The potential utility of circulating tumor cells (CTCs) to guide clinical care and understand the biology of metastasis has gained momentum over the past decade evidence by numerous publications and over 270 registered clinical trials. Yet, the clinical utility of CTCs has be hampered due to inherent limitation of conventional approaches for CTC isolation/identification and also scarcity and the lack of reliable markers to enrich these cells. We have recently developed a novel microfluidic system which can isolate and retrieve viable CTCs from blood based on size and deformability of cells, surmounting the shortcomings of traditional affinity-based separation techniques.

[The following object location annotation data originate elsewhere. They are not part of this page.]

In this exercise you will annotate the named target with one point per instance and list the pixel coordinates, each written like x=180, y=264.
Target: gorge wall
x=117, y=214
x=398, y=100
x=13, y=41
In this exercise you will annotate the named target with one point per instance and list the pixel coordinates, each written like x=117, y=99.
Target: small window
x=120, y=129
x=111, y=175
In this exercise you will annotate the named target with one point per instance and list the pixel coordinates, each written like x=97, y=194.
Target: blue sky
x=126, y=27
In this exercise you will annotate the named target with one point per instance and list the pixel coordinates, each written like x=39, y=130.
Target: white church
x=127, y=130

The main aim of this project is to utilize this system for isolation and identification of CTCs from early-stage breast cancer patients and utilise them as a marker for early cancer diagnosis.  

 


 

Cell-cycle sorting using spiral microfluidics

The ability to efficiently synchronize and select mammalian cells into different stages of their cell cycle is an important technique for the precise studies of various cellular properties, biological processes, and genetic mechanisms involved in cell cycle phase prior to division. Current chemical-based synchronization methods are unfavourable as these can disrupt cell physiology and metabolism. In this project, I am planning to develop a high-throughput microfluidic system for large-scale cell cycle synchronization suitable for industrial applications. By exploiting the relationship between cell size and its phase in the cell cycle, large numbers of synchronized cells can be obtained by size fractionation.